Eine ältere Person läuft durch ihre Wohnung. An der Garderobe hängt ein Mund-Nasen-Schutz. Ein einsames Leben. Wir begleiten die alleinstehende Person in ihrem Alltag. Hören Stimmen. Sehen Menschen. Plötzlich sind Räume nicht mehr dort, wo sie vorher noch waren. Sind Gesichter auf Fotos nicht mehr zu erkennen und im Wohnzimmer herrscht Chaos, wo vorher noch Ordnung war. Was davon ist Realität, was Erinnerung, was Einbildung? Dem Kurzexperimentalfilm 21:71 UHR der an der Kunsthochschule Kassel lehrenden Filmemacherin Joey Arand gelingt es, das Ende eines Lebens in Bilder zu übersetzen: Es ist ein Film über Demenz in Zeiten von Corona. Und ein Film über Einsamkeit. Ein Film über Themen, die derzeit tausende von Menschen betreffen – die aber mindestens für genauso viele Menschen nicht greifbar sind. Daher wirken die Bilder für den Zuschauer ebenso fremd, wie sie es für den Protagonisten wohl sind. Wie fühlt sich Demenz und Einsamkeit wirklich an? Dies macht der Film erfahrbar. Auf faszinierende und beängstigende Weise zugleich. Durch eine exzellente Kameraarbeit und eine kongeniale Montage gelingt in 11 Minuten der Eindruck eines perfekten „One-Shots“. Ein Meisterwerk der experimentellen Filmkunst am Puls unserer Zeit.
Prädikat besonders wertvoll

Filminfos

Gattung:Experimentalfilm; Kurzfilm
Regie:Joey Arand
Darsteller:Joey Arand; Valentin Delawarde; Reza Weber; Theresa Grysczok; Alma Weber; Hannah Schrem
Drehbuch:Joey Arand
Kamera:Alma Weber; Ferdinand Kowalke
Schnitt:Joey Arand
Länge:11 Minuten
Produktion: Joey Arand
Förderer:Hessische Kulturstiftung

Jury-Begründung

Prädikat besonders wertvoll

Die FBW-Jury hat dem Film das Prädikat besonders wertvoll verliehen.

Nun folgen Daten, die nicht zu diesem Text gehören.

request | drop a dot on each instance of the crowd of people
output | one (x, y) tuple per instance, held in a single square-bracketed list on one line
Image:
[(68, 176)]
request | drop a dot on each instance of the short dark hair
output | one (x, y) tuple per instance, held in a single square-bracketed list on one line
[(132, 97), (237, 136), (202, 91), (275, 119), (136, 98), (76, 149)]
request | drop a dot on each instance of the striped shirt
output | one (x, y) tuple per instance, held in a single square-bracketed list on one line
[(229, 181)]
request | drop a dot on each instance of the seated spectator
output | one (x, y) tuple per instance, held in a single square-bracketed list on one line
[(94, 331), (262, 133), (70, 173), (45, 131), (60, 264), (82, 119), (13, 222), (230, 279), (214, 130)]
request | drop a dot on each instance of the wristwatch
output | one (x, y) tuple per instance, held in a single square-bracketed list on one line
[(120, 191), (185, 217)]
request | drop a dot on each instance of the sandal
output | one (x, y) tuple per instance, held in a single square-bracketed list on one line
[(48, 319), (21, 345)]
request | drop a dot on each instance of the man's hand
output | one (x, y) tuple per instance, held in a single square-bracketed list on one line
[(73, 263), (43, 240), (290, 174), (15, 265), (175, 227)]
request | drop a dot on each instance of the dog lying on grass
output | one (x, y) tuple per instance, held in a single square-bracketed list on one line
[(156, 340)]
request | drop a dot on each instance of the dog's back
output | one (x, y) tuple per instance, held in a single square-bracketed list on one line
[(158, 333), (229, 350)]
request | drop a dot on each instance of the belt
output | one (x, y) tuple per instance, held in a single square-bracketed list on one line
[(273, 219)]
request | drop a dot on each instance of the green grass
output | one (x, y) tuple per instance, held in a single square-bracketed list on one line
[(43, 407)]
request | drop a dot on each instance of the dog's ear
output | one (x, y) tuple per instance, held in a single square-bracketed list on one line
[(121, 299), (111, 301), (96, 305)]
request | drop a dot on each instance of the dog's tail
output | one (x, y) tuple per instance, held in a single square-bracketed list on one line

In einer scheinbar ungeschnittenen Einstellung wird hier eine Wohnung erkundet. Die Kamera nimmt dabei die Perspektive des Bewohners ein: eines älteren Mannes, der an Demenz leidet. Überall in der Wohnung hängen Notizzettel als Erinnerungshilfen, vor allem aber bewegt sich der Protagonist und mit ihm die Kamera zögerlich durch die verschiedenen Zimmer. Er bewegt sich wie ein Fremder im eigenen Heim. Einige Räume wecken Erinnerungen. So sieht er dort seine Ehefrau, mit Freundinnen und einer Torte bei einem Kaffeekränzchen später in der Küche, wie sie ein Baby im Arm wiegt. Dabei hört er das Lied „Hoch auf dem gelben Wagen“ – eine Erinnerung an die Vergänglichkeit des Lebens, gerade auch wegen der zitierten Zeile „…Aber der Wagen, der rollt!“. Aber das Lied funktioniert auch auf einer weiteren Ebene, denn später wird es noch einmal gesungen, diesmal aber mit einem fragmentierten, zum Teil frei assoziierten Text. Und auch die Bilder an den Wänden verändern sich: auf den gemalten Porträts fehlen beim zweiten Blick auf sie Münder und Augen. Joey Arand gelingt es, einen extremen Gemütszustand mit Bildern und Klängen auszudrücken. Die Wohnung, in der der Protagonist offensichtlich einen großen Teil seines Lebens verbrachte, hat nichts Vertrautes an sich. Sie wirkt kalt und fremd und auch die Erinnerungen wirken kaum tröstlich. Arand hat diese Sequenzen auf 16mm Film gedreht und dann digital in den Film einmontiert. Sie wirken wie Geistererscheinungen, auch, weil sie dem sich Erinnernden nie direkt in die Augen sehen, und auch, weil sie auf der Soundebene durch einen irritierenden Sinuston verfremdet werden. Davon abgesehen hört man nur das langsame Schlurfen der Füße, das Ticken einer Uhr oder die Wohnungsklingel. Mitmenschen wie eine Pflegerin in der Küche oder ein Besucher an der Wohnungstür (beide mit Schutzmaske) werden gar nicht mehr wahrgenommen. Joey Arand arbeitet souverän mit der subjektiven Kamera. So zwingt der Film die Zuschauer*innen geradezu, mit den Augen und Ohren nur das wahrzunehmen, was der Protagonist noch erkennen und gedanklich verarbeiten kann. Zumindest in der Jury konnte sich niemand dem beklemmenden Eindruck entziehen, dass diese Welt immer fragmentarischer und chaotischer wird. Und so ist Joey Arand hier eine ganz eigene Art von „Horrorfilm“ gelungen.